Дурная ночь, вот и все. Разумеется, об убитом мужчине, ангелах, ловушке и нитях, которые с трудом просматривались за грудой жутких сложностей, просто так не расскажешь. Вот уже две или три ночи она опять спала плохо и просыпалась задолго до рассвета с пересохшим ртом, а когда снова засыпала, ей чудилось, будто она ныряет в аквариум, наполненный какими-то руками и лицами. И кроме того, навязчивый сон преследовал ее, сбивал с толку, придавливал к подушке и безжалостно заставлял спать.
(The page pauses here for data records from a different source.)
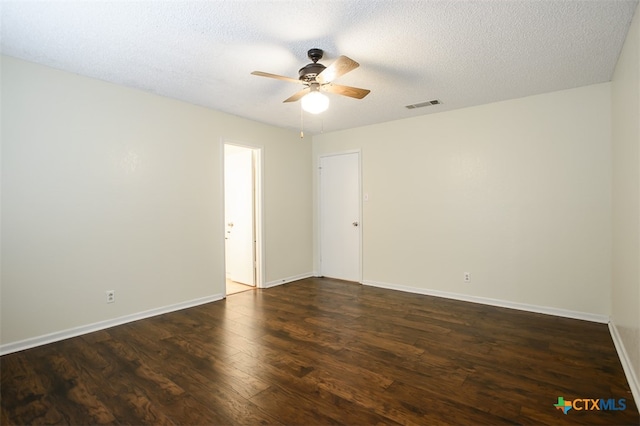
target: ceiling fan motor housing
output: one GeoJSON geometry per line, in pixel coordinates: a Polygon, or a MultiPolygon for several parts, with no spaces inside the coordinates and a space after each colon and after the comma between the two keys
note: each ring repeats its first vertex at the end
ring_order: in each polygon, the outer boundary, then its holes
{"type": "Polygon", "coordinates": [[[316,80],[318,74],[320,74],[326,68],[324,65],[318,63],[318,61],[322,59],[323,55],[324,52],[322,51],[322,49],[309,49],[309,51],[307,52],[307,56],[313,62],[300,68],[300,70],[298,71],[300,80],[305,82],[312,82],[316,80]]]}
{"type": "Polygon", "coordinates": [[[324,71],[326,67],[322,64],[312,63],[300,68],[298,75],[300,80],[305,82],[312,82],[316,80],[318,74],[324,71]]]}

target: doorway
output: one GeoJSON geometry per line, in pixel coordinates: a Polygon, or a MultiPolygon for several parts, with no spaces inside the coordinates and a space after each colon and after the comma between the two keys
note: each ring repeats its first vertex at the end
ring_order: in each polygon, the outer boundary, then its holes
{"type": "Polygon", "coordinates": [[[360,282],[360,152],[321,156],[319,163],[321,274],[360,282]]]}
{"type": "Polygon", "coordinates": [[[261,174],[259,148],[224,144],[226,294],[261,285],[261,174]]]}

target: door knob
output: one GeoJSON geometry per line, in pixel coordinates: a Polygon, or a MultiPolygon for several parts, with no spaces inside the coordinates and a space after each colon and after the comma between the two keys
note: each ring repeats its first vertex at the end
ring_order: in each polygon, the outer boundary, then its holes
{"type": "Polygon", "coordinates": [[[358,222],[353,222],[353,223],[352,223],[352,225],[353,225],[353,226],[358,226],[358,225],[359,225],[359,223],[358,223],[358,222]]]}

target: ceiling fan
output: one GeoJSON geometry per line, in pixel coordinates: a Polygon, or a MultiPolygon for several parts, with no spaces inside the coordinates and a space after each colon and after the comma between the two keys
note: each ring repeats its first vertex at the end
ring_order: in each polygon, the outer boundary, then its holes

После пробуждения, уже открыв глаза, она долго не могла сообразить, в каком именно пункте круговерти дня и ночи находится.

Казалось, Мариса только и ждала, чтобы Алисия хоть намеком пожаловалась на проблемы со здоровьем, — тогда она триумфальным жестом укажет ей на свои пузырьки и флакончики. Хоакин, наливавший кофе в две чашки, прорычал что-то, всем видом изображая покорность и смирение.

— Ты ни за что не догадаешься, что я тебе принесла. — Браслеты из черного дерева погремушками брякнули на запястьях Марисы. — После нашей последней встречи, в тот же день, я пошла в лавку лекарственных трав и, вспомнив о твоих проблемах со сном, купила то, что должно тебе непременно помочь. Держи пузырек. Надо довести воду до кипения, налить туда настойку липпии и немного розмарина. И кинуть вот эти зернышки.

— А что это за зернышки? — Алисия взяла стеклянный пузырек с черными дробинками.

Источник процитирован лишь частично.